I’m working on another memoir, highly fictionalized, but based on the year my family and I spent in Mexico City. Our sons were four and six when I leased my veterinary practice and we moved to Mexico for me to work with a special project of the Food and Agricultural Organization of the United Nations at the National Autonomous University of Mexico, School of veterinary medicine. My job was to organize an ambulatory clinic. That was quite the experience. Lots of interesting cases mixed with life in a foreign, to us, environment. 
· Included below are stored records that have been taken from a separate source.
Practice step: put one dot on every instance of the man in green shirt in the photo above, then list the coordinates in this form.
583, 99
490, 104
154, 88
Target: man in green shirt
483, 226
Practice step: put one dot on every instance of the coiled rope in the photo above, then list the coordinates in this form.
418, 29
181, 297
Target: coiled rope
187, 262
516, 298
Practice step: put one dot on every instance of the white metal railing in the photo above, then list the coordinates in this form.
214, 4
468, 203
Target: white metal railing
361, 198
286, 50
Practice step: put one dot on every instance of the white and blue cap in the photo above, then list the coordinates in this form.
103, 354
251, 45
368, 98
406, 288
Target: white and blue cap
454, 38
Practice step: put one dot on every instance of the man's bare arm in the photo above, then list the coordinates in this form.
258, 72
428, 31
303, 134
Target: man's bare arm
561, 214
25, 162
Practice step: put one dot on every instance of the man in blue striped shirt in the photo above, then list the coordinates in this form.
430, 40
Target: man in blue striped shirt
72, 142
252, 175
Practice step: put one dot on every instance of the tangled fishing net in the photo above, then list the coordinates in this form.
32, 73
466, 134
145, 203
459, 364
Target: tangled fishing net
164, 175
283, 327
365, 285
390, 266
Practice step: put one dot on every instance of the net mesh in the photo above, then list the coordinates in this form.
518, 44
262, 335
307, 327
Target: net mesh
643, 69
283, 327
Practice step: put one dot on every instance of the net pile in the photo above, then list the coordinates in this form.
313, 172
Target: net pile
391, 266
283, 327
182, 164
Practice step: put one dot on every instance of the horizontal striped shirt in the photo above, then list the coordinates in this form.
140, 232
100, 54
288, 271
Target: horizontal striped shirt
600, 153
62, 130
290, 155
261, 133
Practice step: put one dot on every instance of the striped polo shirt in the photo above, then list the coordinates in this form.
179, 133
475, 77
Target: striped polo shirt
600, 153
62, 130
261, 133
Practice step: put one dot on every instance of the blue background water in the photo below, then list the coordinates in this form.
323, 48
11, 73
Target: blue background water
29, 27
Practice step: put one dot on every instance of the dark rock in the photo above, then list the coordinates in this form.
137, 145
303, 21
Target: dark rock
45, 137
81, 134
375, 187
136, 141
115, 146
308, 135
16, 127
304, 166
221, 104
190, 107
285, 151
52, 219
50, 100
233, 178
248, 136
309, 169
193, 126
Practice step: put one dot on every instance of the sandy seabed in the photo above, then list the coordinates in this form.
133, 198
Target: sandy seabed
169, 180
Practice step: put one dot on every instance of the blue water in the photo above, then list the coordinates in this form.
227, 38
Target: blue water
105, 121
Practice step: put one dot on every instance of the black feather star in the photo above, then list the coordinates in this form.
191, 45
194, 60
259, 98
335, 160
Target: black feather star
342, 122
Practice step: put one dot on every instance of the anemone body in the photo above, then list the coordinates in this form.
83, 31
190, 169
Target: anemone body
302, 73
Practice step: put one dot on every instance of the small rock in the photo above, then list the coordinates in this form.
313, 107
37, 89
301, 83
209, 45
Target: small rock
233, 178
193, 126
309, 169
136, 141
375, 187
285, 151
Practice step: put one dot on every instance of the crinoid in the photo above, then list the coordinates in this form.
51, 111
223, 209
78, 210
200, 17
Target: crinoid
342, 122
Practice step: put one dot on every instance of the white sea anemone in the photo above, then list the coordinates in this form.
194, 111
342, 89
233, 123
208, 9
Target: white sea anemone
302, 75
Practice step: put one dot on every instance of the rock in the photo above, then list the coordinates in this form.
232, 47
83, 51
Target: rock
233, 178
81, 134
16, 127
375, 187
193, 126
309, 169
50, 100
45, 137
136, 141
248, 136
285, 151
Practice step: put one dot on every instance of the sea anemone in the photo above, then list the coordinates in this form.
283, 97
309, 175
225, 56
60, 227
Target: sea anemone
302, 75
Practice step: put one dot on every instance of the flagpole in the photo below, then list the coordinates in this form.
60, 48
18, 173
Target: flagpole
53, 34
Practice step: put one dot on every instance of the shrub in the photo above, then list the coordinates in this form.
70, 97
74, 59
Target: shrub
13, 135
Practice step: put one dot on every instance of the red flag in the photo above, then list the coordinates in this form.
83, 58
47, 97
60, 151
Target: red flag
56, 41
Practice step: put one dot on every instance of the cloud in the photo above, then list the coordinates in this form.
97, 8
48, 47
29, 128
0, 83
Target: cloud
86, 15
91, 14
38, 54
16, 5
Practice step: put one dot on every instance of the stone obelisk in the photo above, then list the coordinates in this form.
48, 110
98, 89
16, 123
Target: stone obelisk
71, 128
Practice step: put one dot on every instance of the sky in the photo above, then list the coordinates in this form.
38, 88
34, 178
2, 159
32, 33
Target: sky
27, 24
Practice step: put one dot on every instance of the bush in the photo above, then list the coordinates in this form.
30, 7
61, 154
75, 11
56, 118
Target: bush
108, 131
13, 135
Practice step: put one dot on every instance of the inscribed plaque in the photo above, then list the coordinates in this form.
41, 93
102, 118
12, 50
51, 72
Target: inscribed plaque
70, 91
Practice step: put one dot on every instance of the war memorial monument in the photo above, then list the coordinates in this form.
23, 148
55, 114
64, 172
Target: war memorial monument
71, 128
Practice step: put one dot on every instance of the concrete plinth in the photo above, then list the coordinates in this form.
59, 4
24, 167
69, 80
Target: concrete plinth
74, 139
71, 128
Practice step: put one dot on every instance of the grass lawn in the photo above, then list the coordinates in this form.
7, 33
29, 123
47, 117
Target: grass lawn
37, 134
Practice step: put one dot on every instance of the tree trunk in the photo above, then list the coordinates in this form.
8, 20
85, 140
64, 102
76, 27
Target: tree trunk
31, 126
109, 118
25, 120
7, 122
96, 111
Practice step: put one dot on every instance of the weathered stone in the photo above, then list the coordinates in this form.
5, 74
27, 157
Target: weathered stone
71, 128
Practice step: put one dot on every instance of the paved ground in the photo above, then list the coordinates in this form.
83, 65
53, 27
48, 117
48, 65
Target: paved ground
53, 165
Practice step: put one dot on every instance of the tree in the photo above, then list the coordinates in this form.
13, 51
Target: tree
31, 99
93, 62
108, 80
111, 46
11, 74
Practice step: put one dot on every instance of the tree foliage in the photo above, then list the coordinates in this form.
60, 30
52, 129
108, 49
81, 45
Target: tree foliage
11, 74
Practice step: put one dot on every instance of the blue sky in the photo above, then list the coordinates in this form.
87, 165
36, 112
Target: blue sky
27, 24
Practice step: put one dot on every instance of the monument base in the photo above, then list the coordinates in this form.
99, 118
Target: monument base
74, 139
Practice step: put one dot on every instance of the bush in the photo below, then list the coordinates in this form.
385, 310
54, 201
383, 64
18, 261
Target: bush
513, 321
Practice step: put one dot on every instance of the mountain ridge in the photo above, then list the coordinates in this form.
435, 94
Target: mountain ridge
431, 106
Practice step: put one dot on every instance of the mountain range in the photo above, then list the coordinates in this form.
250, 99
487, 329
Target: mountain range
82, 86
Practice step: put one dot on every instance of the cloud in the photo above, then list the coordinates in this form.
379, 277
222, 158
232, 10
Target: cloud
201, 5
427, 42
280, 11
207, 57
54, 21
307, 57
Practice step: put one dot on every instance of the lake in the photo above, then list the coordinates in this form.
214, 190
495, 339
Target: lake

I was the only American among eleven veterinary “experts” from all over the world who were involved in the project to “upgrade veterinary education in Mexico”. My family and I arrived in April of 1967 and finished May of 1968, just before the summer Olympic games. There was a lot of student unrest during that time and many of my students participated in the riots that resulted in many injuries and some deaths. Those events came about after my family and I were back in Arizona but I brought some of my best students after they graduated to my practice to gain experience and heard the stories from them.
Final Words of Wisdom
“Words of wisdom”: Don’t stop learning something new every day, if you do it’s all over.  What have you learned today that you didn’t know yesterday? My graduate students used to dread me asking that question, but they quickly understood the importance.

Elena Hartwell

Author and developmental editor.

This Post Has 2 Comments

  1. Jack

    I'm still wondering about this: What are you working on now?
    I’m working on another memoir, highly fictionalized, but based on the year my family and I spent in Mexico City. What's the difference between a "fictionalized" memoir and a novel? Good interview the rest of the way.

  2. Elena Hartwell

    Great question Jack, I emailed Dave to clarify – here's his response: For me it is writing about real people and real events but changing names and providing dialog that, unless it was recorded only the essence is in memory, maybe not even that if it helps the story. Also the sequence of events can be changed to make a more interesting arc. Some aspects of the story line can be pure fiction, also with the purpose of creating anticipation and interest for the arc of the story.

    (Elena here) This is a big question in Memoir. How true is "true" and what do you do to fill in the blanks that arise in memory? As David R Gross reminds us "How else could you write dialog about events that happened 60+ years ago?"